ABC attacks freelance over 'average' reporting

A freelance reporter who is suing the ABC News channel over claims he was fired for refusing to cover the war in Iraq has been branded “average” by the American network.

Richard Gizbert is seeking £2.2million for unfair dismal over allegations that his freelance contract was terminated because he rejected two assignments in the Middle East.

The US broadcaster rejects the claims, telling a London tribunal yesterday that its other freelance correspondents continue to work worldwide, despite refusing similar stints overseas.

However, Mr Gizbert insists that his freelance contract, which stipulated 100 days work at a daily rate of about £560, was terminated after he was told ABC needed reporters who “would kick down doors.”

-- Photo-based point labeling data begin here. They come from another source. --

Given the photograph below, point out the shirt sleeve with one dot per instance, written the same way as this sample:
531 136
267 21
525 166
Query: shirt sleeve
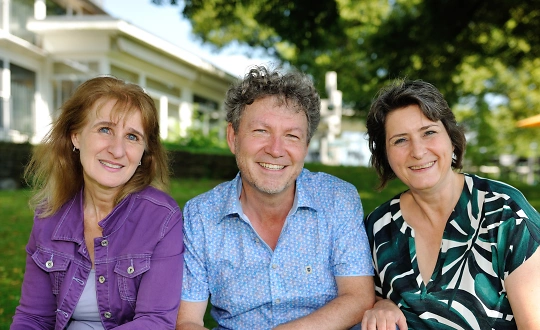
37 305
351 254
195 281
519 232
157 304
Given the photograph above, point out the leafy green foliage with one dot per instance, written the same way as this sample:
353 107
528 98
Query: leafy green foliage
474 51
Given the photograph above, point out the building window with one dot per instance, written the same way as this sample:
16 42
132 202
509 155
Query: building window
63 89
21 11
206 117
23 89
54 9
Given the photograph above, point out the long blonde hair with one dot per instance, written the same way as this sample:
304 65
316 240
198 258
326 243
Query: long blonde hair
55 172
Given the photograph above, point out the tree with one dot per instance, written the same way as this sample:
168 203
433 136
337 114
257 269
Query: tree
474 51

According to the BBC, Gizbert’s staff contract was replaced with a freelance one in 2002, in pursuit of a more flexible working arrangement that would allow more time with his family, and less time working on foreign assignments.

Reflecting on the contract, Marcus Wilford, London bureau chief for ABC, said both parties had intended to benefit from the new arrangement, yet he reportedly noted how Gizbert soon become unaffordable.

“He could be very argumentative over his scripts and in interviews did all the talking, instead of letting his interviewee tell the story.

"He was an average, not outstanding correspondent," Wilford told the tribunal.

The damning verdict added that when budget cuts hit the news giant in 2004, specified by a 10 per cent reduction, the channel decided not to renew the freelancer’s contract.

Earlier in the hearing, Mimi Gurbtz, ABC’s vice president for news coverage, said corporation-wide cuts had previously affected freelance media, camera crews and frontline reporters.

At the time, she said sacking Gizbert because he was deemed inflexible by programme heads at ABC News was “very low down” the list of reasons - “if at all.”

Yet Gizbert heard his former boss Wilford yesterday explain that the freelance, who boasts a solid media record of coverage in Bosnia and Chechnya, became inflexible and too expensive.

Lawyers for Gizbert are now preparing to argue that health and safety protection in employment law should apply to journalists employed in the UK who are contracted into war zones.

Their appeal to the tribunal, which is due to run for another five days, will be joined by veteran war correspondent, Martin Bell, who will spell out the heightened risks for media professionals assigned to the world’s most dangerous places.